Most Australians believe foreign investors are the biggest reason for house prices rising strongly according to a new Galaxy Research survey of 1,006 people nationwide, conducted on behalf of non-bank lender State Custodians Home Loans.
The survey showed that the majority of Australians are now laying the blame for this squarely at the feet of foreign investors with 59 per cent of respondents believing foreign investor activity is pushing up house prices the most.
Older respondents feel the strongest about the issue with 69 per cent of those aged 50 plus nominating this factor, compared to 54 per cent of Gen X, and 49 per cent of Gen Y.
Additionally, those in the most heavily populated states of NSW (60 per cent) and Victoria (63 per cent), where foreign investment has been a hot topic, feel this is the main issue compared to less populated states of WA (50 per cent), SA (54 per cent) and Queensland (56 per cent).
Although debate has raged for the last few years on the exact impact foreign investors actually have on the housing market, the government recently took some action in the 2017/2018 budget by restricting the number of homes for sale in any new development by half to foreign investors.
They also will slug a “ghost tax” on foreign buyers of up to $5,000 if they leave their purchased homes unoccupied or untenanted in a bid to alleviate pressure on tight rental markets.
Other factors Australians feel are increasing house prices are negative gearing incentives for property investors (41 per cent), and high costs like stamp duty and capital gains tax putting homeowners off selling and buying, thereby limiting homes for sale (35 per cent).
Meanwhile 32 per cent believe current low interest rates are merely encouraging more cashed up buyers into the market, driving up prices even further.
State Custodians’ general manager Joanna Pretty says the collective impact of so many forces at work is what’s really contributing to the housing affordability crisis, rather than any one thing in particular.
“It’s the perfect storm of numerous factors coming together which is shaping the market we are experiencing today,” she says.
“The budget changes will go some way to help regarding foreign investment levels, but then the other factors still exist.
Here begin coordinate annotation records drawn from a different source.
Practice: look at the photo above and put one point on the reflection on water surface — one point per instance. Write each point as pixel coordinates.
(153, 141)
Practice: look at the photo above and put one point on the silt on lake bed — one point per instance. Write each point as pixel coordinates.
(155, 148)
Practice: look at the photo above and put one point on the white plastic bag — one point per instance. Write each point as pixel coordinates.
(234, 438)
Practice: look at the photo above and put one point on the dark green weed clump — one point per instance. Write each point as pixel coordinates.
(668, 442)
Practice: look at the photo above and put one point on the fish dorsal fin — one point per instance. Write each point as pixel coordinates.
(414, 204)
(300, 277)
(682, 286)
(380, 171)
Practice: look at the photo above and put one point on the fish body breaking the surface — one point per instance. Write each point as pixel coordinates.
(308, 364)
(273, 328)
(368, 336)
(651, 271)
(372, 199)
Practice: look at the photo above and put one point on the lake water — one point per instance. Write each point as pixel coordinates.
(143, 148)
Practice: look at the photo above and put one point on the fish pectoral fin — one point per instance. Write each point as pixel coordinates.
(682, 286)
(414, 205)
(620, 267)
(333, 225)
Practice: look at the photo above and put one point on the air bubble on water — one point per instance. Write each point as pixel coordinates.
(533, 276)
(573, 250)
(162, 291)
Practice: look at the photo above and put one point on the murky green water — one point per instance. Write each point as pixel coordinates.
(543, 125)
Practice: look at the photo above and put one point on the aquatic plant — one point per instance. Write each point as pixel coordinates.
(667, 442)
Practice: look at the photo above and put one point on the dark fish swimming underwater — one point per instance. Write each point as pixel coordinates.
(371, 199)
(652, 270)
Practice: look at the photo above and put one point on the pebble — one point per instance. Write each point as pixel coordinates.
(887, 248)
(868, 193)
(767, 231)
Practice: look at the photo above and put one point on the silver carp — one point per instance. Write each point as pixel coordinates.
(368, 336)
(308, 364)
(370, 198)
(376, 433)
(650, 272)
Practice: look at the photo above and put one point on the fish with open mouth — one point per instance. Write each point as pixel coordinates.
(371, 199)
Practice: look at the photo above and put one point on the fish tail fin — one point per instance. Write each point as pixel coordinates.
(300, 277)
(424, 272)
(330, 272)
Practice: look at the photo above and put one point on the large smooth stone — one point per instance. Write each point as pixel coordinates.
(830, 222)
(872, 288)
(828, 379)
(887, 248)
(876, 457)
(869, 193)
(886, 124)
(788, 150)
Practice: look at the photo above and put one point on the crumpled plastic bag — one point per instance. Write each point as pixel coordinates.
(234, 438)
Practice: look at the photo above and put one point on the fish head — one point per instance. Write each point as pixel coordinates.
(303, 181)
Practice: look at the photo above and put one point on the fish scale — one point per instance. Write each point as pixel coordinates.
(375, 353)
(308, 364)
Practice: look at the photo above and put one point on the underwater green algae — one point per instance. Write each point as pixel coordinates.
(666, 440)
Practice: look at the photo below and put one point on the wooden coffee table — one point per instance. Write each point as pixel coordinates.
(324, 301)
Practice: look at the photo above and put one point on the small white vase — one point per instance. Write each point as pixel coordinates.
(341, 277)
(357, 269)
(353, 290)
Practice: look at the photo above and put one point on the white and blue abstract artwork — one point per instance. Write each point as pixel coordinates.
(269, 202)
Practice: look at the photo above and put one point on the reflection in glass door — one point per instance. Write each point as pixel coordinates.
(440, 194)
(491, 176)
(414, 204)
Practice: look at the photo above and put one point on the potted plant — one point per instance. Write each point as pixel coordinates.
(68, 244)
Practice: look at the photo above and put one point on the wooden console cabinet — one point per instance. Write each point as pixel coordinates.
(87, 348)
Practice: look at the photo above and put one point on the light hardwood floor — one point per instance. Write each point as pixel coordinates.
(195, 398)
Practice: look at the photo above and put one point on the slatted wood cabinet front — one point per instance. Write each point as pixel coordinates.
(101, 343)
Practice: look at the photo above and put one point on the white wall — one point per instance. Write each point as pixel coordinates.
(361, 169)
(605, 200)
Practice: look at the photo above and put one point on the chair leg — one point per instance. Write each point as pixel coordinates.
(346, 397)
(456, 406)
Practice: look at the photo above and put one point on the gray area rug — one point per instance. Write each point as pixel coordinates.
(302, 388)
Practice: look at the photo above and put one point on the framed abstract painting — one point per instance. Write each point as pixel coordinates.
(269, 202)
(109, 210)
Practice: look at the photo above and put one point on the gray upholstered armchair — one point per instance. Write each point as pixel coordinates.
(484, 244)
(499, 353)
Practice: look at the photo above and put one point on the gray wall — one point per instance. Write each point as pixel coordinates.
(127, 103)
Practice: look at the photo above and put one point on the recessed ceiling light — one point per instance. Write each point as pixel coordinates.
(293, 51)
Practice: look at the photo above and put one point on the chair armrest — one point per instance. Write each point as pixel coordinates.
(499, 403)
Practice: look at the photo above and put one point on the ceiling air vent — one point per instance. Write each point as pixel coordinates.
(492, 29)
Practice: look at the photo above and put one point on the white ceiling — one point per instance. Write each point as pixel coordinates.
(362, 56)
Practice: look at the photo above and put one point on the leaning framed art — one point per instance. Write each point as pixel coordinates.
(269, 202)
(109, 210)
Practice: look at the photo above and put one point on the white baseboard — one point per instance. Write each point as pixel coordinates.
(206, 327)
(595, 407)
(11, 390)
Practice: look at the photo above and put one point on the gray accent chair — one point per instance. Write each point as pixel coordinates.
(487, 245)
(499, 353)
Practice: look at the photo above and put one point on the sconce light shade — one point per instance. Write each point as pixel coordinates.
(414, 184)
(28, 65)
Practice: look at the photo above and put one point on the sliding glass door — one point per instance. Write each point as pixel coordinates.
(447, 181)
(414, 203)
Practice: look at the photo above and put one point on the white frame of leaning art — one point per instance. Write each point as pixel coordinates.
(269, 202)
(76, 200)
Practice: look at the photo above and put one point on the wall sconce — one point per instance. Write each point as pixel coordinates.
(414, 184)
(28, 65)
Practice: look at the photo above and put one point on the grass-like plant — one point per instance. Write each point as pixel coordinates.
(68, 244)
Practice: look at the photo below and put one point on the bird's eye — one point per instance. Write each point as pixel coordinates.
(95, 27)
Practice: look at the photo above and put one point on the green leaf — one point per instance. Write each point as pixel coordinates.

There is still a lot of work to be done regarding affordability in general.”
Other major concerns relate to population issues.
Some 42 per cent of people believe that over population in major cities is pushing up demand.
Another 28 per cent also feel there’s not enough overall housing stock on offer for the amount of people looking.
“It is definitely tough to buy in metro areas these days in the larger cities, especially if you’re struggling to make ends meet on your current wage,” acknowledges Ms Pretty.
“There is currently a lot of competition with limited stock. Plus, the deposit requirements are significant, even if you’re an expert saver.
“Unfortunately buying your ‘forever home’ right off the bat is not always a feasible or quick option like it has been in the past.”
Ms Pretty says people who are competing for limited stock need to be open to suggestions on how to move forward.
“Look at different types of investing options. For example, if you don’t want to move from your neighbourhood, consider renting there and buy an investment property elsewhere. Make sure you’re constantly scouring real estate sites and be on good terms with local agents so they can alert you early on if something in your price range pops up.
“Also seek out advice from lending experts about areas you are interested in and how much you can borrow. Make sure your finances are sorted out prior to your search starting so you can truly understand your limit.”